Prima di diventare direttore generale di Msf e ora di Intersos, conseguì la laurea in Ingegneria Elettrica a Patrasso negli anni 90 e aveva lavorato come ingegnere fino al 1995. Fino a che non sente arrivare “il momento di dare un significato diverso alla mia vita e alla mia carriera” e inizia a dedicarsi al supporto umanitario, prima come capocantiere in Grecia per Msf, poi in missione in Armenia, poi operativo in tutti i continenti. Per arrivare oggi a Segretario Generale a Intersos – la principale organizzazione per l’emergenza umanitaria in Italia -, meno conosciuta al grande pubblico ma con assai più storia e più grande di Emergency.

Ci sono alcuni passaggi dell’intervista che vorrei segnalare ai lettori, per comprendere meglio “dal di dentro” il lavoro. Il primo riguarda non solo l’aiuto materiale ma quello psicologico-sociale: “(I rifugiati) sono persone in fuga da situazioni impossibili, che hanno perso parenti e amici, beni materiali, e, soprattutto la possibilità di sognare un futuro. La prima cosa da fare per loro è proprio restituirgli dignità e speranza”. Per questo “il ruolo di un’Ong umanitaria non è solo quello di alleviare le sofferenze, portando sia soccorso diretto tramite alimenti e generi di prima necessità, ma anche di restituire la dignità alle persone”.

Il tema dell’umanità, nell’era dei robot, resiste prepotentemente, e a un certo punto l’intervistatore fa una domanda impegnativa e inattesa: “Che cosa significa essere uomini nel XXI secolo?” Significa che siamo tutti uguali, tutti vulnerabili. Che possiamo vedere, percepire, comprendere tutto ciò che accade a noi e ai nostri simili e che non possiamo chiudere gli occhi” risponde Kostas.

Recentemente il governo Italiano (Miur) ci ha invitato come scuola a offrire un contributo sull’innovazione dei programmi scolastici: credo che “non chiudere gli occhi” potrebbe essere non tanto uno slogan di una campagna, ma il concetto al centro dello spirito della scuola in Europa, vista la grave miopia umana e strategica dei suoi governanti. Un’Europa che fino a pochi anni fa non esitavo a definire con orgoglio “sociale”, ha creato un accordo con la Turchia dove c’è la volontà politica di subappaltare il problema dei rifugiati e di creare muri, di spostare il problema invece che risolverlo. Di chiudere gli occhi e tenerlo lontano, appunto.

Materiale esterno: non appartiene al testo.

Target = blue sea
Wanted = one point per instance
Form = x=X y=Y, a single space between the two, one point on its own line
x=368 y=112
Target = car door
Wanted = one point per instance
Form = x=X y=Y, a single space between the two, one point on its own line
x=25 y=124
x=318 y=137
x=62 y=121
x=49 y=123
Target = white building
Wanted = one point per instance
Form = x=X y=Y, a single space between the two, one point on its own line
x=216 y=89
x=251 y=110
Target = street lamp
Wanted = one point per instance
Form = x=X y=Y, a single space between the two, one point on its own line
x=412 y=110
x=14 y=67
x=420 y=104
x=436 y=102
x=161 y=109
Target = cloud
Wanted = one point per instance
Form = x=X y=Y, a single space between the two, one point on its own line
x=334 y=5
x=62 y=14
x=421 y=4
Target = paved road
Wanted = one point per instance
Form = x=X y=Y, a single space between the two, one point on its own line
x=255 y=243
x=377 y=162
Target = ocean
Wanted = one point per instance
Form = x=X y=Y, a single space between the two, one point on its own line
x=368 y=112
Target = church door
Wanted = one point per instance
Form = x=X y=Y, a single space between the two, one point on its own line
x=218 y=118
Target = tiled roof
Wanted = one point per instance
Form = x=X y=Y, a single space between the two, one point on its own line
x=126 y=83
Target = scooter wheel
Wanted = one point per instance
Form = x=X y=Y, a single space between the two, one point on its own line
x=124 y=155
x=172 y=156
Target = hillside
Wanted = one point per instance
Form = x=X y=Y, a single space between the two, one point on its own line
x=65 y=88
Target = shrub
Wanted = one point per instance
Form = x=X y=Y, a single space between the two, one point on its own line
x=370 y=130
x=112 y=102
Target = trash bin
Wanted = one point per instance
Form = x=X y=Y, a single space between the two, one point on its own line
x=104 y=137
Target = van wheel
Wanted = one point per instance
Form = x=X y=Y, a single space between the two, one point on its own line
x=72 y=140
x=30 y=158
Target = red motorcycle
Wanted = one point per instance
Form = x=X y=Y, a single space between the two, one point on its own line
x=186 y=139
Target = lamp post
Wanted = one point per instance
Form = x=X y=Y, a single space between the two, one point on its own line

Nella testimonianza di Kostas, come in quella di tutti coloro che lavorano nel settore emerge, oltre alla necessaria professionalità e “diligenza operativa”, la necessaria resistenza alla frustrazione, alla gestione dell’imprevedibile, con anche il ritirarsi quando serve: come quando ti arrivano nel campo guerriglieri armati per requisire tutto minacciando noi e la vita delle stesse persone che stiamo cercando di aiutare… “Non si può piagnucolare, bisogna rialzarsi e ripartire”.

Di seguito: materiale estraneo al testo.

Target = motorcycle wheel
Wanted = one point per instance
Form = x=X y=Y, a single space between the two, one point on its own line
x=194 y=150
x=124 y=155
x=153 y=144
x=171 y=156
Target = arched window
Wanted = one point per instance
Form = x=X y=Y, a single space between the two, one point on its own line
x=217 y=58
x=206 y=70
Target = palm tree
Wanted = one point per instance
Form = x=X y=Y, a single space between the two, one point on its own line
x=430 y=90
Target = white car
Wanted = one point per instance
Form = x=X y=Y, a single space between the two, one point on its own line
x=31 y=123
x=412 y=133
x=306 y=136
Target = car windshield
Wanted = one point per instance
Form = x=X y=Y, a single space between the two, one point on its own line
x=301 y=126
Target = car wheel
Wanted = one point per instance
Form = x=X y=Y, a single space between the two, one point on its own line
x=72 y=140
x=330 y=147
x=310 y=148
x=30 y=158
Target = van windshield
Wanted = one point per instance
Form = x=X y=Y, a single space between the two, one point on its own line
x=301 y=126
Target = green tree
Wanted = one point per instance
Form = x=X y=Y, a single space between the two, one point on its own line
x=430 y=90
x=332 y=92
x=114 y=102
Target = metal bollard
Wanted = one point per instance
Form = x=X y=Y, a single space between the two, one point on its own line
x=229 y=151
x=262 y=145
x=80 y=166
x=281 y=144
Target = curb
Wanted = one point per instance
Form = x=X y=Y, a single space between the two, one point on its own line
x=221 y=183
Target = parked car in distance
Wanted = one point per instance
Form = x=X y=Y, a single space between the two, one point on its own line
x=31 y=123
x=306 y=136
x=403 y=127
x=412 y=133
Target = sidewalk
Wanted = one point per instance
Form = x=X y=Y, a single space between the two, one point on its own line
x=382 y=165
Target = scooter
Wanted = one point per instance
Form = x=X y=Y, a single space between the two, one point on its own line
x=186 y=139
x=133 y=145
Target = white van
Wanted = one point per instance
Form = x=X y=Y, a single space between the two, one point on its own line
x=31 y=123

In un recente incontro, Tommaso Urbani, un nostro ex-studente che lavora ora come logista in Sud Sudan nell’emergenza umanitaria, ha raccontato come per far partire un cargo siano necessarie mille autorizzazioni, a volte trattare con le tribù locali, sperare in condizioni meteo non ostative, e alla fine veder saltare tutto a causa… Delle mucche che hanno invaso la pista.

Nelle mie parole direi che la forza è data dal sogno che ci fa resistere alla paura e agli artigli della realtà. Kostas trova un’espressione molto bella quando dice, che, semplicemente “è la realtà stessa che ti spinge avanti“. Se c’è una espressione che caratterizza i professionisti del nonprofit rispetto ai colleghi delle aziende è quella di Terenzio: “Homo Sum. Nihil humani a me alienum puto”. Per noi la vita e la “carriera” non sono solo “nostre”: sono anche, e soprattutto, al servizio di chi ne ha più bisogno. E’ insieme a loro che sogniamo il futuro, perché un futuro deve esserci, per tutti.